Imagine a baker that has to ask the boss if he/she can bake a loaf of bread at home



Well I had kind of the reverse situation: I wanted to contribute to Cygwin, owned by RedHat. RedHat would not accept my contributions unless I got a signed release from my employer, IBM at the time. Well I tried to get this signed release, but all I got was the run-around. Nobody would bother taking the risk. It's one of the reasons I left.


It's a good reason to leave, if the separate project is important to you.


I'm also surprised at how natural people talk about that, like it's totally ok your employer "owns" your free time.


If that baker intends to sell that bread they also may run afoul of non competes.

See https://www.eater.com/2017/10/13/16459044/non-competes-chefs...


It's their free time, they can do whatever they want with it. If there is something unlawful or disloyal well then you deal with that situation, but you can't tell someone "I will tell you what you can do in your free time just in case you may do something I don't like".

Also, let's be honest, how much harm can a 1 person project do to a multi billion corp? It's a fallacy.


> Doesn’t it bother you that you have to ask some manager if you can do something (a side project) in your free time?

Not at all. A salaried position comes with more open-ended expectations than an hourly position.

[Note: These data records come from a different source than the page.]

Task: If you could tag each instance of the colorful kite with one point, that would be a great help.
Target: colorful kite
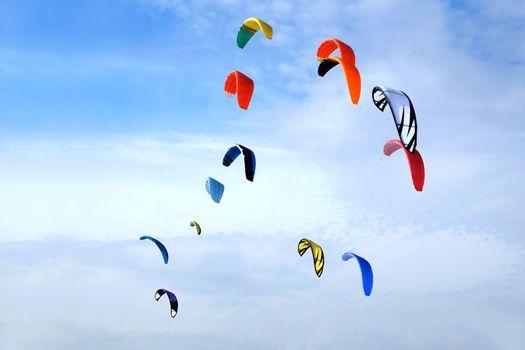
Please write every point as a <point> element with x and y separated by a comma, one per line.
<point>174,304</point>
<point>347,62</point>
<point>249,159</point>
<point>240,84</point>
<point>367,275</point>
<point>402,111</point>
<point>317,254</point>
<point>215,189</point>
<point>415,161</point>
<point>161,247</point>
<point>250,27</point>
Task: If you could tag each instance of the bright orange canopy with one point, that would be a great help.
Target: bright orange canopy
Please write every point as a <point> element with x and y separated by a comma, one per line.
<point>347,62</point>
<point>240,84</point>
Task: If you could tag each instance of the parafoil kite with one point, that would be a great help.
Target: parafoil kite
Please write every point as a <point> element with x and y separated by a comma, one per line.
<point>347,62</point>
<point>161,247</point>
<point>402,111</point>
<point>249,159</point>
<point>317,253</point>
<point>174,304</point>
<point>215,189</point>
<point>194,223</point>
<point>417,167</point>
<point>240,84</point>
<point>250,27</point>
<point>366,271</point>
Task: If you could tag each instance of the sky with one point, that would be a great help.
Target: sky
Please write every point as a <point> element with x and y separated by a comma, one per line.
<point>113,115</point>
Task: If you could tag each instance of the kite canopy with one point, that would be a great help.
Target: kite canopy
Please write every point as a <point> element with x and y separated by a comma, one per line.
<point>249,159</point>
<point>161,247</point>
<point>174,304</point>
<point>215,189</point>
<point>366,271</point>
<point>347,62</point>
<point>250,27</point>
<point>317,254</point>
<point>402,111</point>
<point>240,84</point>
<point>194,223</point>
<point>415,161</point>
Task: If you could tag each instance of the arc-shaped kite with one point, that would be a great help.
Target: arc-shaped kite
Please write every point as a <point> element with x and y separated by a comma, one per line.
<point>402,111</point>
<point>240,84</point>
<point>250,27</point>
<point>347,62</point>
<point>249,159</point>
<point>367,275</point>
<point>161,247</point>
<point>317,254</point>
<point>415,161</point>
<point>215,189</point>
<point>194,223</point>
<point>174,304</point>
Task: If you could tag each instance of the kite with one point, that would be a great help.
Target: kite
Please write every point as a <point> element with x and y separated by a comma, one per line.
<point>215,189</point>
<point>194,223</point>
<point>161,247</point>
<point>174,304</point>
<point>366,271</point>
<point>249,159</point>
<point>402,111</point>
<point>317,253</point>
<point>415,161</point>
<point>240,84</point>
<point>250,27</point>
<point>347,62</point>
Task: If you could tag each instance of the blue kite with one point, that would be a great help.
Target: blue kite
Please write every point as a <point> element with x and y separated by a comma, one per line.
<point>161,247</point>
<point>366,271</point>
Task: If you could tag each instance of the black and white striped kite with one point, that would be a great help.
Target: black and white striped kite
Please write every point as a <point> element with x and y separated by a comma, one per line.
<point>402,111</point>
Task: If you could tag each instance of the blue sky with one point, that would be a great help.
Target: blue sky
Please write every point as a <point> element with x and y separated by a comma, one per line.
<point>113,114</point>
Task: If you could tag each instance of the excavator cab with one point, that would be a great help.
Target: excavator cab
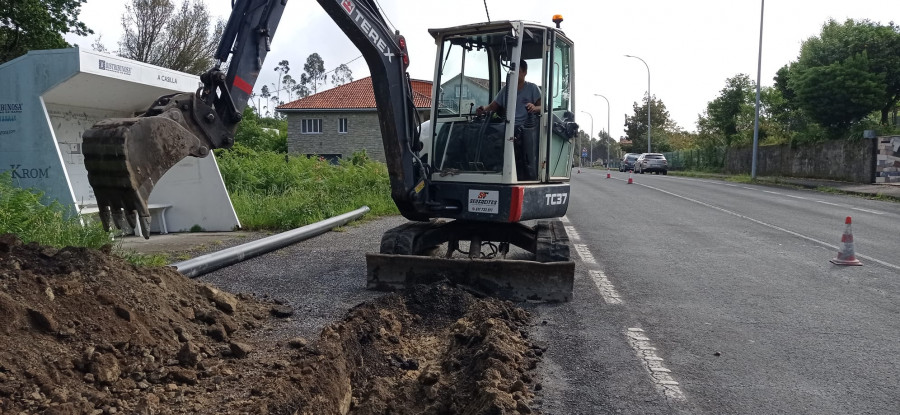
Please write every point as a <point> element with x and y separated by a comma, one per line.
<point>474,63</point>
<point>496,179</point>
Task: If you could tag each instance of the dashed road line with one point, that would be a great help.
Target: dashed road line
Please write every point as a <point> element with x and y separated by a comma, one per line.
<point>573,234</point>
<point>607,291</point>
<point>769,225</point>
<point>868,211</point>
<point>585,253</point>
<point>660,375</point>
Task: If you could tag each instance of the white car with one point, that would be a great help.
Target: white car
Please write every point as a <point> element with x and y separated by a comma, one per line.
<point>652,162</point>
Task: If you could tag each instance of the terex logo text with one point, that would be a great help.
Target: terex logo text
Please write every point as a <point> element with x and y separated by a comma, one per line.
<point>348,6</point>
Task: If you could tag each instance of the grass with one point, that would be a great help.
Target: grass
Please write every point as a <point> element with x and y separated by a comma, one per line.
<point>23,213</point>
<point>273,192</point>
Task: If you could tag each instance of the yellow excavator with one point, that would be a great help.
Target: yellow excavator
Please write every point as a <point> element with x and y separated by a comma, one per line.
<point>471,183</point>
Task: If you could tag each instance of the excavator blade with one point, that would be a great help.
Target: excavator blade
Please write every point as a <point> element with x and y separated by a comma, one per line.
<point>513,280</point>
<point>125,157</point>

Besides, why the resistance to simply asking making it open and honest and the boundaries clear? My agreements on those things tended to be 2 or 3 sentences. I'd sign it, I'd get a veep to sign it, make a copy, and file it away.

It's just good business to do such things.


Do you also ask them for permission when you want to go biking? Visit your mother? Throw a party? Draw a picture? Contribute to an open-source project? Smoke a cigarette? Build a gadget? Buy a house? Have a child?

What an employee does in their own time is 0 business of the employer, none of the above is different from the others in kind.


Oh come on. That's certainly not what Walter was implying. It is any project that may have a potential current or future overlap with the company's plans or products.


> Have a child?

As long as you agree that the child is a property of the company.


Be sure to read that contract from Rumpelstiltskin Inc. very closely before signing


I've just been accumulating all my contributions for when I quit or come up with a good enough alias to contribute them under.